The first “G” is generous. The second “G” is gallant – brave, strong willed, not afraid to give because he knows he will not run out of things. The third “G” is give gratefully. I will repeat, give gratefully. Based on Good Manners and Right Conduct, if you give, the recipient will say thank you. Based on Good Manners and Right Conduct, if you receive something, you will say thank you. Based on Good Manners and Right Conduct, the beggar says thank you for the alms. Based on Good Manners and Right Conduct, the donee thanks the donor. Based on Good Manners and Right Conduct, the giver of the gift will be thanked by the receiver of the gift. 

That is our human nature but that is not the nature of the Gospel of Generosity because the Gospel of Generosity teaches us that after giving, the giver says thank you because you have given me a chance to love the Lord. You have given me a chance to give to the Lord, you have given me a chance to serve the Lord. When we give to the needy, after giving, please tell the needy, “Bro/Sis, thank you because through you I gave the Lord and you gave me the opportunity to love the Lord.” Does this mean that the recipient no longer says thank you? No, the giver says thank you and the recipient says thank you as well. The giver gives thanks, the recipient also gives thanks because in living a life of thanksgiving, we will be living happily and joyfully because thanksgiving opens the door to happiness.
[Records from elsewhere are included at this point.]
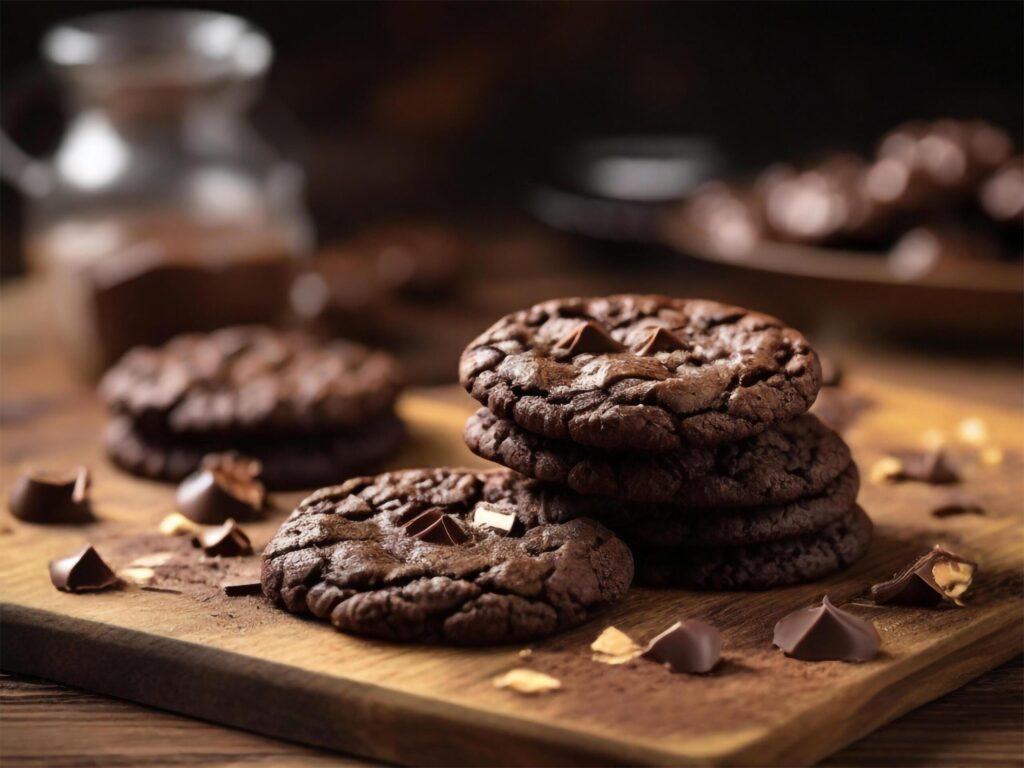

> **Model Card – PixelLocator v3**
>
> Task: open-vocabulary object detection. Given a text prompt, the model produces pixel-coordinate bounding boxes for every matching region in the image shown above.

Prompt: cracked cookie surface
[463,409,851,507]
[633,506,872,590]
[460,295,821,453]
[262,469,633,645]
[544,463,860,547]
[99,326,401,436]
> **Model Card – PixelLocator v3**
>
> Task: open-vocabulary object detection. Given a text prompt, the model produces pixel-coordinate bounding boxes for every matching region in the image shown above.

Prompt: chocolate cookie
[463,409,850,507]
[633,506,872,590]
[460,295,820,452]
[100,327,401,437]
[103,415,406,490]
[543,463,860,547]
[262,469,633,645]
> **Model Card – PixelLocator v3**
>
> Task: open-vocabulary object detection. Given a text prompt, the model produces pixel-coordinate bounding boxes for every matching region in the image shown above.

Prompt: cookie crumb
[590,627,643,665]
[159,512,202,536]
[493,669,562,696]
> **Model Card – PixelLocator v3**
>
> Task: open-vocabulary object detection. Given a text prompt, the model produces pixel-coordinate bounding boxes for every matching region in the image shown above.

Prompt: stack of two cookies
[461,296,871,589]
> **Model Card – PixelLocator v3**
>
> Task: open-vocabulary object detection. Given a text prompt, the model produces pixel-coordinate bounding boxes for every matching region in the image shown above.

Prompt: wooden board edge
[0,603,704,766]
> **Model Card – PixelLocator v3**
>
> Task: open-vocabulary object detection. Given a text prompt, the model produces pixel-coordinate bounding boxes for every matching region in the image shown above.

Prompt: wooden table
[0,278,1024,765]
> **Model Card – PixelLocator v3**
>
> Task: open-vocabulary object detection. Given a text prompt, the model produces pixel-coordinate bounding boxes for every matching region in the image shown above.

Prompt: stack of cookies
[100,327,404,489]
[460,295,871,589]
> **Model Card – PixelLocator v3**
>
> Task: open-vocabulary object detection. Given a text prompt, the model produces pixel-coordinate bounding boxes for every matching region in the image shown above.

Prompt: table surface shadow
[0,656,1024,768]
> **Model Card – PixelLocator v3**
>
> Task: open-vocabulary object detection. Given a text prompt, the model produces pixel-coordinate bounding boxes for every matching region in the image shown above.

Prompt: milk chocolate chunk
[176,453,266,525]
[473,504,522,536]
[403,509,469,546]
[555,321,623,356]
[871,547,978,608]
[772,595,881,662]
[643,621,722,675]
[7,467,92,522]
[50,544,118,592]
[220,579,263,597]
[636,328,686,356]
[893,446,961,485]
[193,520,253,557]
On this day, three “Gs” for us. Generosity, willingly. Gallantly, brave. Brave because you don’t wait for anything in return, brave because you are not afraid to run out of things. And lastly, gratitude. Give and give with gratitude because the act of giving is an opportunity to love the Lord. Not all of us can go to Africa, or Asia, or China or in other parts of the world to be a missionary. But in every act of giving, we live for others. And the act of giving, giving life for others is giving life as a Catholic missionary. 

Today we remember our vocation to give. At the end of the pandemic, as you saw on television, and you saw on social media the so-called “Piston 6.” They are jeepney drivers who were apprehended for begging and asking for help from others because their families are hungry. They were imprisoned because of the ban on assembly, they were imprisoned because they did not wear face masks, they were imprisoned because they gathered together. While they were in prison, many fellow Filipinos went to them to bring food. Food was brought to them because they themselves said they have not eaten for three days and were just spending the time talking to each other and drinking water to stave off hunger. When they were brought food, each driver wrote on a small piece of paper the name and address of their families and they told the donors of food, “Not for me. Please bring it to my family. I can still endure. Not for me. Not for us. This is the address. If it is not too much to ask, please give it to my family because they are very hungry.” The drivers were also very hungry but they gave willingly, bravely, and happily. They were not the original because on the altar on this day, Jesus happily, willingly, and bravely gave us His body because God loves us.